Sly Cooper: Thieves in Time, in contrast, is a proper exercise in time travel, and this both works in its favour and against it. The blend of stealth, platforming and action in a 3D cartoon world is a throwback to a style of game that once dominated the gaming landscape, especially during the late ’90s and early ’00s, when Sly himself rose to prominence. Now, the formula almost seems quaint, and it’s more Dreamworks than Pixar – delivering something that’s enjoyable and family friendly, but that doesn’t quite have that magic spark.
The plot that exists is just a flimsy excuse to stick Sly in a variety of different of timezones and uniquely stylized areas – from modern-day Paris to Ancient Japan and Medieval England – as he travels around with fellow anthropomorphs Murray and Bentley, attempting to discover the Cooper family secret by meeting up with his various ancestors. It’s silly, but not quite silly or funny enough to be engaging throughout, and just about keeps everything hanging together by a loose thread.
The levels themselves are rather open, with a central hub in the form of Sly’s secret hideout, allowing you to revisit different areas or timezones in order to discover every hidden item or collectible. There’s also different roles and quests for each character to take on – Sly’s involve thievery, Bentley’s technical wizardy, and Murray’s wanton destruction – meaning there’s plenty to do in every area of the game, and plenty to keep you mildly amused.
You traverse levels by jumping across the rooftops and tiptoeing across high-rise wires and structures. Guards patrol, but aren’t the brightest bulbs, and their area of vision is highlighted for you to see, meaning sneaking round them to pickpocket or incapacitate them isn’t too much of a challenge. This is one area where Sly excels: everything you need to know is communicated visually without breaking immersion or the art style, and it looks clean and slick as a result.

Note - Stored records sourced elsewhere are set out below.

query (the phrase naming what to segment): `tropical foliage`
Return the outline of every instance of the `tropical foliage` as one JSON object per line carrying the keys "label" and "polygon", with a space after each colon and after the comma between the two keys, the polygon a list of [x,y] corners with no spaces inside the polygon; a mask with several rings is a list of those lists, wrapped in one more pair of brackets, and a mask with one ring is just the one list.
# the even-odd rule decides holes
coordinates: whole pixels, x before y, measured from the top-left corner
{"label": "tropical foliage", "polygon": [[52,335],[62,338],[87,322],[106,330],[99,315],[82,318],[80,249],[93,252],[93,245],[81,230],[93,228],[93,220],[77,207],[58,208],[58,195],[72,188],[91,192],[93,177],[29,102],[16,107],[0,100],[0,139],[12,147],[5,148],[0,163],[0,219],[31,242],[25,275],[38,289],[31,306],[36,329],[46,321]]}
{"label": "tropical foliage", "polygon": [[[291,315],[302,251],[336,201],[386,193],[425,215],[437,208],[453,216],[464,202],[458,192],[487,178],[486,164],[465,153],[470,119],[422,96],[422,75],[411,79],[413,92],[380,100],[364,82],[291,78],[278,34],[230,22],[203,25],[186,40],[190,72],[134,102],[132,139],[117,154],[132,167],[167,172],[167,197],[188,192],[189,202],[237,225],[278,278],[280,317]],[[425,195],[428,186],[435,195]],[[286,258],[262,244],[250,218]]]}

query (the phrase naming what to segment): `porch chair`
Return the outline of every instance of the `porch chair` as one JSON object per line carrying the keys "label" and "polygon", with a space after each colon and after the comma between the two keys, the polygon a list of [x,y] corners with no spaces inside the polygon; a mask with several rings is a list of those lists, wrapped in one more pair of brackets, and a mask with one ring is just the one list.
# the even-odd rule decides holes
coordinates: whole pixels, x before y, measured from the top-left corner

One thing that vastly improves Sly’s adventures that’s a result of modern invention is sticky platforming. 3D platformers used to be blighted by the inability to accurately judge a jump, and Sly’s ability to lock-on to any surface emitting blue sparks makes for much less frustrating brand of platforming, even though annoyances still occasionally crop up should you accidentally stick to the wrong object.
Sly’s biggest flaw is that you’ll always be entertained, but never amazed or wowed. It’s an incredibly competent game: the platforming is neat, the story is inoffensive, the characters are goofy, and the combat is slapstick. It never takes any risks, though, and never pushes you into any realm of discomfort. The difficulty is always medium, the humour is always lukewarm, and everything exists in this bubble of safe mediocrity. There’s enough nostalgia to make it compelling, and enough enjoyment to keep you playing, though, so being forced into a child’s safety seat doesn’t ruin the journey too much.
Sly Cooper: Thieves in Time, from Sanzaru Games and Sony, is due out March 29th for PlayStation 3 and PlayStation Vita.